210 PS sind – zusammen mit 470 Nm Drehmoment – mehr als genug. Viel wichtiger: Das Fahrverhalten des Giulia. Es ist frappierend, was die Ingenieure da hinbekommen haben. Den Alfa DNA-Schalter auf Dynamic, und los geht’s: Das Gaspedal spricht auf jeden Zehntelmillimeter Bewegung sofort an - und ich meine sofort. Turbolader? Egal. Der Druck ist sofort und immer da. Und kommt die erste Kurve, wow – diese Direktheit in der Lenkung ist atemberaubend. Millimeterarbeit wird hier möglich, man meint, auf einem Stecknadelkopf wenden zu können. Und dann sind da noch die riesigen, aus dem vollen gefrästen Schaltpaddel. Massiv, wertig, gross und auch noch schön anzusehen – perfekt. Genau so müssen Schaltpaddel sein!
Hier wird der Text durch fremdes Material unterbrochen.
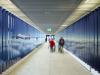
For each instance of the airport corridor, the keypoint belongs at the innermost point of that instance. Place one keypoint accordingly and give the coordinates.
(43, 62)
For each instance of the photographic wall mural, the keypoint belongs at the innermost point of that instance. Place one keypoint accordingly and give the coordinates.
(83, 38)
(17, 39)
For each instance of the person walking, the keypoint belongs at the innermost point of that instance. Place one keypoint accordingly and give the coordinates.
(52, 45)
(61, 44)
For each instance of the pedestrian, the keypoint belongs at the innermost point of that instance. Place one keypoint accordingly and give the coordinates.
(52, 45)
(61, 44)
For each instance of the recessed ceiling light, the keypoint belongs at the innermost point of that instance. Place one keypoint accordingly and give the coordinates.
(63, 25)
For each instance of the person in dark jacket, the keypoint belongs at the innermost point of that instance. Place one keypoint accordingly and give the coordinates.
(61, 44)
(52, 45)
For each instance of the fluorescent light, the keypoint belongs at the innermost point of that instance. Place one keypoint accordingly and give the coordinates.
(49, 29)
(63, 25)
(84, 8)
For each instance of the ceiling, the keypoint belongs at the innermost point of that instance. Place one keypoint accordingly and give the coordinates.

Aufforderung an alle anderen Hersteller ausser Lamborghini: Anschauen, nachbauen, oder sonst besser gleich ganz sein lassen.

 

Der Innenraum

Es gibt nicht viel auszusetzen, ausser ein paar grossen Spalten um die Mittelkonsole mit unschönen scharfkantigen Abschnitten. Und der wenige Platz hinten. Amnesty International mag da schon fast intervenieren, aber für ganz kurze Strecken gehts zu 5t, sonst beser nur 2 Erwachsene und 2 Kinder. Und auch der Wischerhebel mag nicht intuitiv funktionieren, aber sei‘s drum: Fahren will man mit dem Alfa, und wenn man fährt, dann grinst man. Was war da mit den Spaltmassen? Welche Spaltmasse?

 

Abschliessend

Wir hatten einige Kommunikationsprobleme mit der Presseabteilung der Alfisti. Aber auch wenn es die Dauer eines mittleren Leasings gebraucht hat, so war es doch das Warten wert. Dass der Wagen knapp 3 Jahre nach seiner Vorstellung noch immer dermassen überzeugt, war nicht zu erwarten und ist auch der Veloce Version geschuldet. Harmonisch designt mag sie vor allem von hinten nicht sein, aber es muss sich ja von der Basis unterscheiden. Und das tut es – und zwar so, dass mir das Design egal wird. So kann man es natürlich auch machen. Avanti, Giulia! Fatto bene, molto bene.

 


Das Fahrzeug wurde von FCA (Schweiz) AG zur Verfügung gestellt, alle weiteren Kosten wurden von ricardo.ch oder dem Fahrer übernommen.